I made a costly mistake with Claude Code: I let context accumulate across long sessions and relied on auto-compaction. What surprised me is that the output quality stayed good. I was happy with the results. There was no obvious “something is wrong” signal. The only thing that went wrong was the bill.
What happened - I kept iterating in the same long-lived context. - Auto-compaction kicked in when needed. - Sonnet was used by default most of the time. - From a UX perspective, everything felt fine.
Why this is dangerous - There’s no clear quality degradation to warn you. - Token usage grows invisibly in the background. - Auto-compaction itself consumes a lot of tokens. - You only realize something is wrong when you look at the invoice.
Root causes - Long-lived context feels convenient, so you don’t reset it. - Tooling doesn’t surface cost as a first-class signal. - The mental model (“LLMs can remember my project”) is seductive but expensive. - Defaulting to a large model makes the problem much worse.

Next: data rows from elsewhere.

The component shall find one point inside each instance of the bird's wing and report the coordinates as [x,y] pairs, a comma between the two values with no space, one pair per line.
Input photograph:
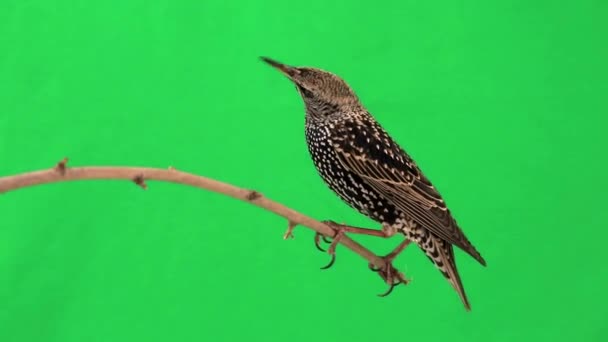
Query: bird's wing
[368,151]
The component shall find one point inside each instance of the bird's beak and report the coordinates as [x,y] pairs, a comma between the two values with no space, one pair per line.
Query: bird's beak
[287,70]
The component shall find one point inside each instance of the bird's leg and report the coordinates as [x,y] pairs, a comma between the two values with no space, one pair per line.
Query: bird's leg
[386,232]
[389,273]
[340,229]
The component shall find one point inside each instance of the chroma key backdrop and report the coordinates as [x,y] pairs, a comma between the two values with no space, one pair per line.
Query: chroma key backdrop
[502,105]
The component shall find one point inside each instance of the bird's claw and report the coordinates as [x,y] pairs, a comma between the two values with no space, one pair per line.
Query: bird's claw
[318,237]
[339,232]
[289,232]
[389,273]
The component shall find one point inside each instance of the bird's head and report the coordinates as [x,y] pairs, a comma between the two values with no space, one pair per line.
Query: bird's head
[322,91]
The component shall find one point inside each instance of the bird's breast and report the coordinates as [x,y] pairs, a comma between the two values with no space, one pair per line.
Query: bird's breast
[351,188]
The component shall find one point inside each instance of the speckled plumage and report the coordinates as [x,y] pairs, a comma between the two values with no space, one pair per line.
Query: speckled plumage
[367,169]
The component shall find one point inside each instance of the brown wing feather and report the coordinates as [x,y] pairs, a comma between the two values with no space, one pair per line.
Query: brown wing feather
[378,160]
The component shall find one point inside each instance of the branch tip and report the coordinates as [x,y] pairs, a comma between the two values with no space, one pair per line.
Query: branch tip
[140,180]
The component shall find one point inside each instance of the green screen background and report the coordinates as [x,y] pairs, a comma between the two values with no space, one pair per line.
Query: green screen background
[502,104]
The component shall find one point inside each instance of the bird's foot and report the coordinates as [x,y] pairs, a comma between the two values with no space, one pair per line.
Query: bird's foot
[388,272]
[339,230]
[289,232]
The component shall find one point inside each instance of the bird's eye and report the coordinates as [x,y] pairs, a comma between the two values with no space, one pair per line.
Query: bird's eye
[303,90]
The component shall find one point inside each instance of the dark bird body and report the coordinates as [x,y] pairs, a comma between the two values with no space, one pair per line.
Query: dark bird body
[367,169]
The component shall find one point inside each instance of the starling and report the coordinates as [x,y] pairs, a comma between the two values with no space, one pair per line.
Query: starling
[368,170]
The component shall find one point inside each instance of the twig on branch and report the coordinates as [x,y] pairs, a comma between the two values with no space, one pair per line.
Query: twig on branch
[62,173]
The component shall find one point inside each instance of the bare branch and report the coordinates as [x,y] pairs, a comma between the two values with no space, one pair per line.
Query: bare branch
[61,173]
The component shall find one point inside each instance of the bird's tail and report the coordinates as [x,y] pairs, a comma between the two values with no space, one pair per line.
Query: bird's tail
[441,254]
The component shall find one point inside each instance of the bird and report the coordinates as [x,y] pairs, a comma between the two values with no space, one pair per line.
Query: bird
[372,173]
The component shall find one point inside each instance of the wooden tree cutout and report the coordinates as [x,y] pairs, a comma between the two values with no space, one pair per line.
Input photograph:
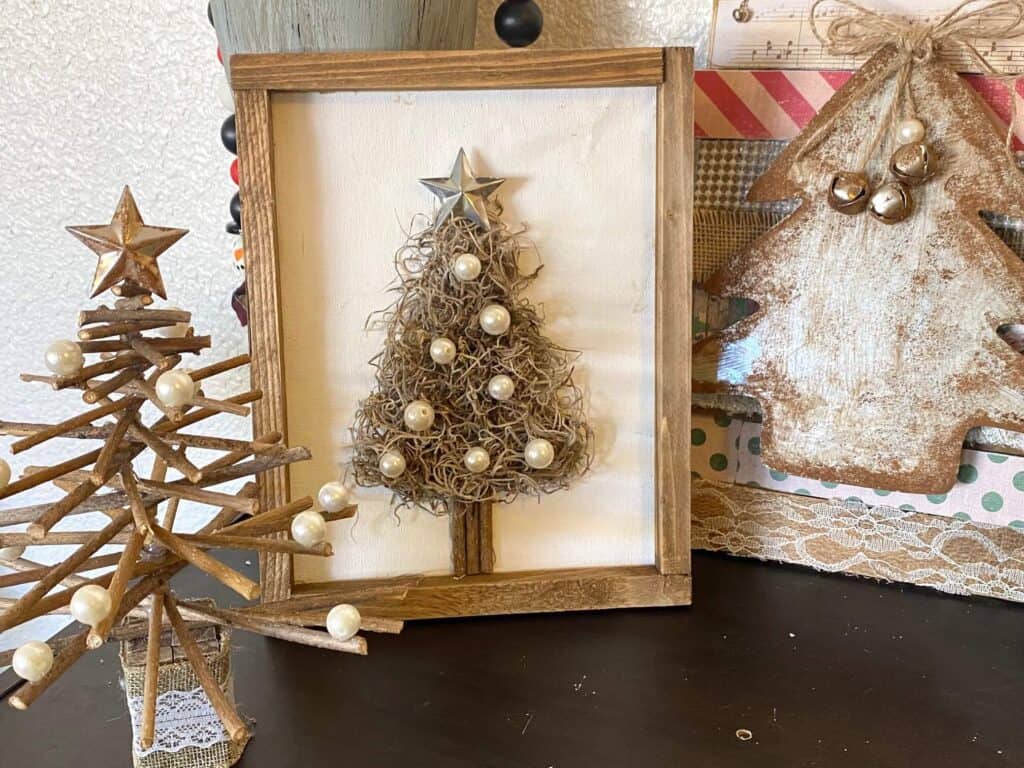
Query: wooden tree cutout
[876,348]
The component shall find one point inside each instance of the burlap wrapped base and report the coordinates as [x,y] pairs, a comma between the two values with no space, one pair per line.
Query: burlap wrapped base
[183,713]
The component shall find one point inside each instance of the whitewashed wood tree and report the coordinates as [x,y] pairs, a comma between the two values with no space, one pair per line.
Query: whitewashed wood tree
[876,348]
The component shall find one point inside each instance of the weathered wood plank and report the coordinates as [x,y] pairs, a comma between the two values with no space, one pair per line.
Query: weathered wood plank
[259,228]
[448,70]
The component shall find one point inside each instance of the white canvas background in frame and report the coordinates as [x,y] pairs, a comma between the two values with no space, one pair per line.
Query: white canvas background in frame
[582,168]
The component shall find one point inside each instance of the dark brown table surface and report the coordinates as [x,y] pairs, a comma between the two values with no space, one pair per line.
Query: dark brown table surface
[823,670]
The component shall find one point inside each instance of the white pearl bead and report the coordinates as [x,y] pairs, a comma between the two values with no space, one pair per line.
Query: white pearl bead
[391,464]
[91,604]
[495,320]
[175,388]
[10,553]
[64,357]
[476,460]
[539,454]
[334,497]
[910,131]
[501,387]
[308,528]
[442,351]
[33,660]
[177,331]
[343,622]
[467,267]
[419,416]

What I changed - One task = one fresh context. - Externalized memory: project state lives in `context.md` / `decisions.md`, not in prompt history. - Default to a smaller model; large models only for design/architecture. - Diff-only outputs: no full file re-dumps. - Disabled auto-compaction; summaries now live in docs. - Added cost visibility: token counters and budget caps.
Takeaway This isn’t about output quality degrading. It’s about cost scaling quietly without feedback. LLMs make it too easy to accumulate invisible technical debt in tokens.
If tooling doesn’t make cost visible, people will keep doing this.